Взмахивая единственной уцелевшей в боях войны рукою, читал поэт, и слезы душили его, а под конец стихотворения неудержимо хлынули из васильковых глаз, которые не знали, что такое хитрость, обман, коварство…
Через какое-то время, на каком-то концерте он подвел ко мне неряшливо одетую молодую женщину с искуренным лицом, со ссохшимися губами, с удаленным куда-то взглядом и благоговейно прошептал «Это она!..»
Она уже побывала в психиатричке, от нее прятался муж с дочкою. Малограмотная, похотливая, она еще изображала из себя экстрасенса, говорила что-то о линиях судьбы, о небесных волнах и непознанных силах, о том, кому и как помогала она и помогла, и что баба московская, занимающаяся тем же делом, — никакой не экстрасенс, настоящая она халтурщица и говно. Вот она обладает тайной! К ней предметы льнут!..
Она говорила, а поэт, открыв рот, смотрел на нее, и лицо его сияло, светились небесным светом глаза, и в них загорались и осыпались звезды.

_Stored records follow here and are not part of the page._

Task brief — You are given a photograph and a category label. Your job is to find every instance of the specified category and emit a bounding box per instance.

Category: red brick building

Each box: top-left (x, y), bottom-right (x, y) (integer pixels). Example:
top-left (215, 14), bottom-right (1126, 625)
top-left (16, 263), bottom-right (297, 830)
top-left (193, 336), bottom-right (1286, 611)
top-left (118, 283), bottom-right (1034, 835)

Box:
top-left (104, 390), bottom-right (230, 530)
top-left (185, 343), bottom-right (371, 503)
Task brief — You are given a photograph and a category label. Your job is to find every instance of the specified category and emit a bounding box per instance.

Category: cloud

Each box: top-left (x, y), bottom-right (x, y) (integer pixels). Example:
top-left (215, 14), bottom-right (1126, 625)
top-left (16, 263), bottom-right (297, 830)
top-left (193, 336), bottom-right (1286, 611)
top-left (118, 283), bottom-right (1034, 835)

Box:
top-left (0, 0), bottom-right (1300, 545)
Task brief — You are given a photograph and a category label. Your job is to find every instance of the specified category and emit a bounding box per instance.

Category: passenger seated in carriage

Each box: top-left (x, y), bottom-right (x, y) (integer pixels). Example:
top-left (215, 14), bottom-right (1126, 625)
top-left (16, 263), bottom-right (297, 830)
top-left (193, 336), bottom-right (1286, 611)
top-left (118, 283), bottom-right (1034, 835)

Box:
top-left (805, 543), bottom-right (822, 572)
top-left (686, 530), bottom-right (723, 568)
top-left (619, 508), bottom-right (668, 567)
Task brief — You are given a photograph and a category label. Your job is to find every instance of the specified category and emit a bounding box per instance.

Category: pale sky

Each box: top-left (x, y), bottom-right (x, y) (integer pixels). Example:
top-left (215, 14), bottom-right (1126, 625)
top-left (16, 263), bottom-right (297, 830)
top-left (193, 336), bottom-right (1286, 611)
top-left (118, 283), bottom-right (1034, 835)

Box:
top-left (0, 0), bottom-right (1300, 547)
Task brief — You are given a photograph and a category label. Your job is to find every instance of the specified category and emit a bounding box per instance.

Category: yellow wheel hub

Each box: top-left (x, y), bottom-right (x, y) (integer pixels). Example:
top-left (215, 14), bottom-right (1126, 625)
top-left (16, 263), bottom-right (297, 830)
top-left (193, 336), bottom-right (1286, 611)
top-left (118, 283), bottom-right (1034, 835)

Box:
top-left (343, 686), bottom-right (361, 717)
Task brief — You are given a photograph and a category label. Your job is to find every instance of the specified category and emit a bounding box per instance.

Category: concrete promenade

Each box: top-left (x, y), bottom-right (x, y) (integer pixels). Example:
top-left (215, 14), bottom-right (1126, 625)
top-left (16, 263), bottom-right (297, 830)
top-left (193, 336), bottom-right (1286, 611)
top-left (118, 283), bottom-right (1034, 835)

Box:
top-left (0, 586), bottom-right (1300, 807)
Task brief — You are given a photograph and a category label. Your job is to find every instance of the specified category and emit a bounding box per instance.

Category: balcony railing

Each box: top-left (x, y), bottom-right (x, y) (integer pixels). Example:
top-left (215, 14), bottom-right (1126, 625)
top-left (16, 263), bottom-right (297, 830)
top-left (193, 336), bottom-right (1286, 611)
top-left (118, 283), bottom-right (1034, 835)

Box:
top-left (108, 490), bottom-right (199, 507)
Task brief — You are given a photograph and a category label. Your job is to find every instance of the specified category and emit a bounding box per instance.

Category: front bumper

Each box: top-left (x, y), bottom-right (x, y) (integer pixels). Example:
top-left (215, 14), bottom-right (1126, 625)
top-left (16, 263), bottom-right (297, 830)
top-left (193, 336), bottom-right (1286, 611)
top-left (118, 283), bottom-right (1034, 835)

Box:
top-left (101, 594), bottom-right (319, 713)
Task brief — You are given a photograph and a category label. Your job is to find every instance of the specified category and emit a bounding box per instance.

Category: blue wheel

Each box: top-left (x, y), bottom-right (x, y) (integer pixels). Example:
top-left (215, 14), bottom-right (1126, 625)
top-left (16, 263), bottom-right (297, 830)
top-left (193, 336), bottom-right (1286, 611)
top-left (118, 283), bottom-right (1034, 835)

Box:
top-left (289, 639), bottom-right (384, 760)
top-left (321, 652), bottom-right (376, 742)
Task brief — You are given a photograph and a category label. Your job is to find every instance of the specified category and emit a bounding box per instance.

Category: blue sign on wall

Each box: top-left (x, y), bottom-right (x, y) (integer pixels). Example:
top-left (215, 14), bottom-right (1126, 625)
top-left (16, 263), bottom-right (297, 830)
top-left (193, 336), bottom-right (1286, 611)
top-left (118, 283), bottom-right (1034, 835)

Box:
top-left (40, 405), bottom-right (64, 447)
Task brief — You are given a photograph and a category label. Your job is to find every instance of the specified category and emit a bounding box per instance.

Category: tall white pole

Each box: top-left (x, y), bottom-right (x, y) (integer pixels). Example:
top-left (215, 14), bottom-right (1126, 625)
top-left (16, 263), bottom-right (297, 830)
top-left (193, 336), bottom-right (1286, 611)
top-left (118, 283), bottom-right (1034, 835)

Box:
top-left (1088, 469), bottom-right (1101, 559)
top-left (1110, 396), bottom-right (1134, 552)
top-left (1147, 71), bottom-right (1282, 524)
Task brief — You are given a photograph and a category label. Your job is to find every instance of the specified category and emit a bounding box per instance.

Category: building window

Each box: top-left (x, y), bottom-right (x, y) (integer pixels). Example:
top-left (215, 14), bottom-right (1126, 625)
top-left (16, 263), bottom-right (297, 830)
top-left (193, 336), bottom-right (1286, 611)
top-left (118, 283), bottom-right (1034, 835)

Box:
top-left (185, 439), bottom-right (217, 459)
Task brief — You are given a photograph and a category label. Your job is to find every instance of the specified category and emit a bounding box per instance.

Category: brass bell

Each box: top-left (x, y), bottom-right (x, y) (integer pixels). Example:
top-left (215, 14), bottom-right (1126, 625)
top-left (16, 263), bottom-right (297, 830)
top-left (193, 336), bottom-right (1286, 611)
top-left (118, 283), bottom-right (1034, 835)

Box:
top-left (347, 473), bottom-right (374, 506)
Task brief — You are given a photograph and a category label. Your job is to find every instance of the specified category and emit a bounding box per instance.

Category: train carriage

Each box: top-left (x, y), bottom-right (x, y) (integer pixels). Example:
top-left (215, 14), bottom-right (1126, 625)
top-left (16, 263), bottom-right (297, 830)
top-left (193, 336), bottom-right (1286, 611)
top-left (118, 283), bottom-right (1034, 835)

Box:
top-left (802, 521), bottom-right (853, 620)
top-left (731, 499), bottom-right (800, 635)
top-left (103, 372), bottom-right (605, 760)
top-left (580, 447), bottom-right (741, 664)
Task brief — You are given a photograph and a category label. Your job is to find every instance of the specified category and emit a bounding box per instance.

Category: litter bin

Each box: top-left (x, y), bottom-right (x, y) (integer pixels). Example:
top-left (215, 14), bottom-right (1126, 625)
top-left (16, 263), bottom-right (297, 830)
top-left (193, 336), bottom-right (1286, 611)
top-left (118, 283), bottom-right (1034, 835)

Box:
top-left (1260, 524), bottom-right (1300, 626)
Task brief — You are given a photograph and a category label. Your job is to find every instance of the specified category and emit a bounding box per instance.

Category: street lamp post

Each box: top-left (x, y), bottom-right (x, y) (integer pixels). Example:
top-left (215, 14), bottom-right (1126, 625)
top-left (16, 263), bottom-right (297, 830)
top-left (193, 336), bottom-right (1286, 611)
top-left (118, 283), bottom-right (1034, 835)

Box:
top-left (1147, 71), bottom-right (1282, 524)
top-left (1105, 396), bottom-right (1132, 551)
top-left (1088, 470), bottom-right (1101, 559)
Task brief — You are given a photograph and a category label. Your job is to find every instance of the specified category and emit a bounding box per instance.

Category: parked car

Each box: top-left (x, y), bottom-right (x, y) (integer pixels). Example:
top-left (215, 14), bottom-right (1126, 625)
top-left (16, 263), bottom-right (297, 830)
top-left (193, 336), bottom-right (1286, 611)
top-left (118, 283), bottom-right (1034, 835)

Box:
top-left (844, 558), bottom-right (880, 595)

Вот под какой звездой была женщина, но ей не дано было понять и почувствовать этого. Да и зачем? Она пришла в бедную, тяжкую жизнь человека, озарила ее, наполнила восторженным светом слово поэта — разве этого мало?
…На коленях подгулявшего художника, поднявшего бокал с вином, сидит полуголая девка с веселыми ляжками, с хмельным и пустым водянистым взглядом. Круглое лицо, чувственные губы, приветливый взгляд, обращенный в пространство, и более ничего. Но она сидит на коленях человека, познавшего бедность, утраты, нищету, несчастье и горе, которого хватило бы на целую роту, и нет ей дела до его бед, до прошлого и будущего. Он и она веселы, пьют вино, сидят вольно, но не развязно, и все забыто, все отдалено от них.
Пройдут столетия, бури и революции сотрясут землю, и человечество, люди покорят земные и небесные пространства, придумают искусственное осеменение и водородную бомбу, умрут тысячи и тысячи знатных дам, крутивших судьбами царей, королей и государств, и не оставят по себе ни худой, ни доброй памяти. А молодая аппетитная девка с хмельным приветливым лицом, пробудившая в художнике радость жизни, воскресившая его яростную плоть, значит, и жажду творчества, омолодившая его тело, дух, кровь, обострившая взгляд, чувства, пагубу ревности, сожжение всего вещего вокруг, — эта женщина, девочка ли, осталась на веки вечные с нами, и художник, протягивая прозрачный бокал к нам, требует, зовет, умоляет выпить за ее здоровье да и просто выпить за то, что они были и есть и им очень хорошо вместе.
Так пусть и нам вместе с ними будет весело и хорошо. А под какой звездой она была, из какой земли явилась — это не наше дело, нам этого и не надо узнавать. Ясно, что с небес, ясно, что из тех пространств, где обитает лишь дух добра, веселья, братства, где горит негасимая лампада любви, этого вечно обновляющегося чувства, которое только и приносит истинное счастье человеку, не дает ему опуститься до животного и порой поднимает в запредельные высоты на легких белых крыльях, которые дано почувствовать, а кое-кому даже ощутить их за своими усталыми и сутулыми от житейских тягот плечами.
Так мой знакомый называет Великого русского артиста Николая Константиновича Симонова. Он снимал его в средненьком кинофильме «Где-то есть сын» по мотивам тоже средненькой повести Дмитрия Холендро.